L’Egitto amarissimo di Laila e Alaa
Laila Soueif ha sessantotto anni. Né tanti né pochi, ma ne dimostra decisamente di più. Il volto è segnato da una vita di lotta iniziata giovanissima, quando aveva sedici anni, e manifestava a piazza a Tahrir contro il regime di Sadat da poco salito al potere.
Una protesta che per lei non durò a lungo, visto che i genitori, entrambi docenti universitari, la rintracciarono riconducendola in casa prima che le potesse capitare qualcosa di spiacevole. Laila aveva una passione per la matematica e dai banchi di scuola e poi dell’università l’ha trasferita nella vita lavorativa, entrando anche lei nell’ateneo del Cairo in qualità d’insegnante. Lì aveva conosciuto il futuro marito, Ahmed Seif El-Islam, un attivista comunista anch’egli docente e avvocato. Insieme hanno avuto tre figli Alaa, Sanaa e Mona. Tutti attivisti come i genitori. Il volto di Laila è segnato non tanto dal passare del tempo, ma dalle sofferenze. Dalle vicende familiari frutto dell’impegno per libertà e giustizia. I guai del primogenito Alaa sono arrivati, come per migliaia di giovani protestatari, con le primavere arabe che hanno scosso il Medio Oriente dal dicembre 2010. Nel gennaio 2011 la generazione successiva a Laila era tornata in piazza Tahrir contestando Hosni Mubarak che di lì a qualche settimana abbandonerà un potere durato molto più a lungo di quello del predecessore Anwar Sadat. Tutti presidenti, tutti militari, come l’attuale persecutore di Alaa e Laila: Abdel Fattah al Sisi. Il generalissimo. Il militare egiziano, che fece fuori il presidente laico Mohammad Morsi, si predispone a durare - ad Allah piacendo - più dei sovrani di quel regno militare che ancora s’ostina a definirsi Repubblica d’Egitto. Si cita Sisi e qualsiasi italiano normale pensa a Giulio Regeni, al suo strazio, al suo martirio. Gli italiani di governo invece fanno spallucce. Dicono che non sapevano del suo sequestro, lo fa sotto giuramento l’ex primo Ministro Renzi al processo in corso a Roma contro gli aguzzini del ricercatore friulano, che poi sono fidati servitori del regime di Sisi.
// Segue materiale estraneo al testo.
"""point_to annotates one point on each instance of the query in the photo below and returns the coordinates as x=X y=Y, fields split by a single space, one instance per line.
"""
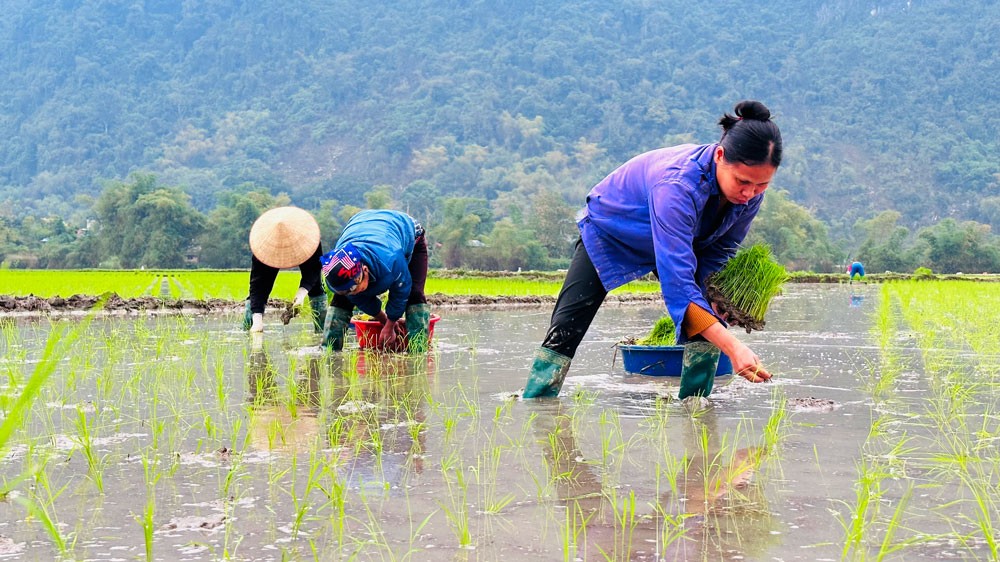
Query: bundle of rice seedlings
x=744 y=287
x=662 y=333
Oppure sostengono, come la premier Meloni, che l’Egitto è un Paese sicuro e ci rispediscono chi ne fugge atterrito o affamato.
Basterebbe chiederlo alla professoressa Laila, a suo figlio Alaa cos’è diventato l’Egitto nell’ultimo decennio. E se migliaia di attivisti locali non possono qualificarlo in nessun modo perché sono stati tacitati per sempre (come? alla maniera di Giulio Regeni o anche peggio perché gli scomparsi sono un’infinità) altre sessantamila egiziani e forse più rinchiusi nelle patrie galere certificano a familiari e avvocati, se e quando riescono a ricever visite, i segni di quella normalità: bruciature elettriche e di fiamma ossidrica, lividi e cicatrici sulla pelle e lì dove non vedono ma s’intuiscono, nel profondo dell’anima. Per un crudele e cruento gioco burocratico Alaa viene trattenuto due anni in più. Era stato arrestato nel 2019 con l’accusa di diffondere sui social “false notizie”, e aveva scontato la pena, però a pochi giorni dall’auspicabile liberazione la Corte del Cairo ha comunicato che i due anni trascorsi in prigione in attesa del processo non erano validi e ha riaggiornato la pena, con l’aggiunta di alcuni mesi. Per Alaa la data si sposta a metà del 2027. Da quel momento mamma Laila ha avviato uno sciopero della fame per domandare alle stesse autorità britanniche, che per lei e i figli sono un riferimento visto che hanno anche questa nazionalità, d’intervenire a sostegno di un abuso subìto da un cittadino del Regno Unito. Finora Laila ha ricevuto qualche promessa da Londra, nessuna dal Cairo, eppure le parole non si traducono in nulla. Oggi la docente, l’attivista per i diritti, la madre è al sessantesimo giorno di sciopero della fame. Beve acqua, assume minerali e sali, con un minimo di calorie, un’azione che per la sua età diventa rischiosa. Lei caparbiamente la prosegue ma in una recente intervista a Sky News ha dichiarato: “Personalmente ne ho abbastanza, non posso affrontare condizioni simili e anche Alaa è senza speranze. Il ministro degli Esteri (britannico, ndr) Lammy sostiene che il caso è una priorità governativa da discutere con l’omologo egiziano, non sembra che Il Cairo mostri attenzione né intavoli dialoghi. Spero di ricevere non più assicurazioni sulla vicenda, bensì iniziative concrete. Non voglio collassare o morire”.